Você está a ver criança , bebé e / ou outros itens relacionados com a sua pesquisa traqueia e bronquios pervios. Encontre as melhores dicas para ajudar no desenvolvimento da sua gravidez. mulheres parindo dentro do hospital, cesaria inflamada por dentro, gemeos escondidos barriga, cesaria inflamada, cesariana inflamada, colo do utero dilatado fotos, bucentinha infantil.

Porque é que aparece o crupe?

Independentemente da causa seja ela infecciosa, alérgica, ou outra , o mecanismo que está subjacente ao crupe é um aperto das vias aéreas ao nível da laringe, cordas vocais e traqueia, portanto a um nível mais acima do que na asma, em que o aperto é nos brônquios, ou da bronquiolite, em que o aperto é nos pequenos bronquíolos junto aos alvéolos pulmonares.
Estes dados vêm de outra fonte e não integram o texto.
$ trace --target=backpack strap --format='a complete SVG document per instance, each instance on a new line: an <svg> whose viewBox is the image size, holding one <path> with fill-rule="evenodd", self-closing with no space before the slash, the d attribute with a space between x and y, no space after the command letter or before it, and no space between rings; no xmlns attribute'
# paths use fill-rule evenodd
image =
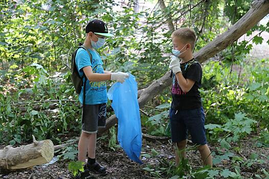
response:
<svg viewBox="0 0 269 179"><path fill-rule="evenodd" d="M83 48L84 50L85 50L88 53L88 54L89 55L89 60L91 60L91 63L92 63L92 65L93 65L93 55L92 55L92 54L88 50L88 48L86 46L85 46L83 44L81 43L79 43L80 46L78 47L78 48ZM84 108L84 107L85 106L85 98L86 98L86 82L87 82L87 78L86 77L86 75L85 75L85 73L83 72L83 75L82 76L82 79L83 78L85 78L85 80L84 81L84 84L83 84L83 109ZM84 109L83 109L84 110Z"/></svg>

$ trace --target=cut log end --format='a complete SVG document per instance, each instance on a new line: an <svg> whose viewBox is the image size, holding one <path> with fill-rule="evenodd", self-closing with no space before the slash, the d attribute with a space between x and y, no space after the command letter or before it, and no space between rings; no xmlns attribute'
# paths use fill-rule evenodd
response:
<svg viewBox="0 0 269 179"><path fill-rule="evenodd" d="M0 150L0 168L13 170L28 168L51 161L54 146L50 140L34 141L33 144Z"/></svg>

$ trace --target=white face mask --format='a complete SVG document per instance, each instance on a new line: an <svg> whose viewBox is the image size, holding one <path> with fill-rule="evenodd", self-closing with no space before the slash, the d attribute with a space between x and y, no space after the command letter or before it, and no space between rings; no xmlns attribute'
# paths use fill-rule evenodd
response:
<svg viewBox="0 0 269 179"><path fill-rule="evenodd" d="M97 40L97 42L95 42L94 40L91 40L92 47L95 49L98 49L105 44L105 39L104 38L99 38L94 33L94 34L96 37L97 37L98 40Z"/></svg>
<svg viewBox="0 0 269 179"><path fill-rule="evenodd" d="M184 47L183 47L183 48L181 49L181 50L183 49L186 46L187 46L187 44L185 45ZM177 50L172 49L172 53L173 53L173 54L174 54L174 55L175 55L176 56L178 57L181 54L182 54L183 53L187 51L187 50L186 50L184 52L181 52L181 50Z"/></svg>

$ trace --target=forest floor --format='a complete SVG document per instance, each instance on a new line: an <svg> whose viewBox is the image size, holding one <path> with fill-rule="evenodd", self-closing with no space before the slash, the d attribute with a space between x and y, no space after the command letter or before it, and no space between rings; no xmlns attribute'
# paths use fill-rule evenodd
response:
<svg viewBox="0 0 269 179"><path fill-rule="evenodd" d="M251 138L254 138L252 136ZM147 153L150 157L141 156L141 159L144 163L139 165L132 162L125 154L121 148L116 148L116 151L108 148L108 139L99 140L97 146L96 158L98 162L107 168L108 174L105 176L100 176L93 174L96 178L166 178L165 175L156 177L151 175L150 173L143 169L148 165L151 168L155 167L166 167L164 163L169 164L171 161L174 161L174 146L170 143L160 142L159 141L149 142L143 139L142 154ZM235 155L250 159L252 153L257 153L259 160L263 160L264 163L262 167L269 168L269 160L265 157L269 156L268 148L257 147L256 141L251 139L245 139L240 143L231 143L232 148L240 147L240 152L236 153L231 150ZM189 145L188 144L189 146ZM216 145L209 144L209 146L211 151L215 151ZM1 146L0 148L4 146ZM155 150L158 154L152 153L152 149ZM155 152L154 153L156 153ZM264 155L261 155L263 154ZM193 169L198 168L202 166L199 158L199 152L191 150L187 152L187 157L189 160L190 164ZM232 165L232 159L223 160L219 164L214 166L214 168L221 169L229 169L234 171L234 165ZM161 162L161 163L160 163ZM167 165L167 164L166 164ZM166 166L167 167L168 166ZM250 167L241 167L241 174L245 178L255 178L256 174L260 174L261 167L253 165ZM2 174L1 178L56 178L65 179L72 178L72 174L68 170L68 164L61 160L59 160L53 164L47 167L36 166L32 169L17 171L8 174Z"/></svg>

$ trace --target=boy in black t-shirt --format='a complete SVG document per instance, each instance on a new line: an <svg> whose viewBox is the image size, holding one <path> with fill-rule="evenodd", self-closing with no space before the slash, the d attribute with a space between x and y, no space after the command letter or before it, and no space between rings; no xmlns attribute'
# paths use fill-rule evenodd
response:
<svg viewBox="0 0 269 179"><path fill-rule="evenodd" d="M180 28L172 34L173 55L169 64L172 71L172 101L169 112L172 141L181 151L176 152L177 165L182 157L186 157L185 148L189 131L192 142L198 145L204 165L212 167L205 115L198 90L201 85L202 70L192 53L196 38L194 31L187 28Z"/></svg>

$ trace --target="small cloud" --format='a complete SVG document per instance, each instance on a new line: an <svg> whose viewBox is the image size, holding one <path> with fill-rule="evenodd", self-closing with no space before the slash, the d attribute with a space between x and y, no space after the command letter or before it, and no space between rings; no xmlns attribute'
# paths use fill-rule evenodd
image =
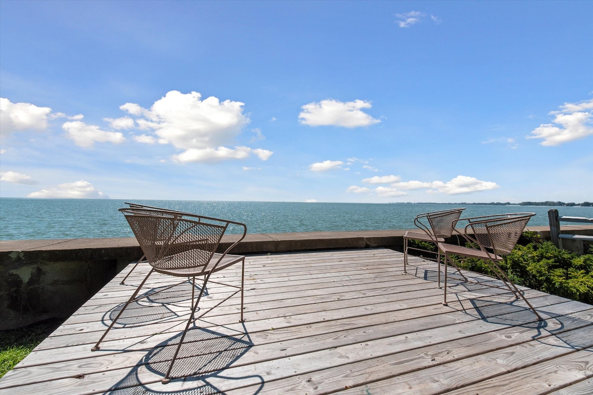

Este aperto, causado por espasmo, por edema (acumulação de líquidos) ou por outros mecanismos, leva a que o ar tenha dificuldade a passar, sobretudo quando entra. Daí a falta de ar. Por outro lado, como há esse edema das cordas vocais (que se situam no fim da laringe), a criança fica rouca. A dificuldade respiratória leva a que espontaneamente prefira a posição sentada. Quanto a outros sintomas, designadamente a febre, podem ou não ocorrer. Quando a causa é virai, pode ocorrer febre baixa embora muitas vezes só depois do primeiro episódio. Quando a situação é alérgica a febre costuma estar ausente. Nas infecções por bactérias, como a referida epiglotite, a febre costuma ser pelo contrário muito elevada. Ler Mais...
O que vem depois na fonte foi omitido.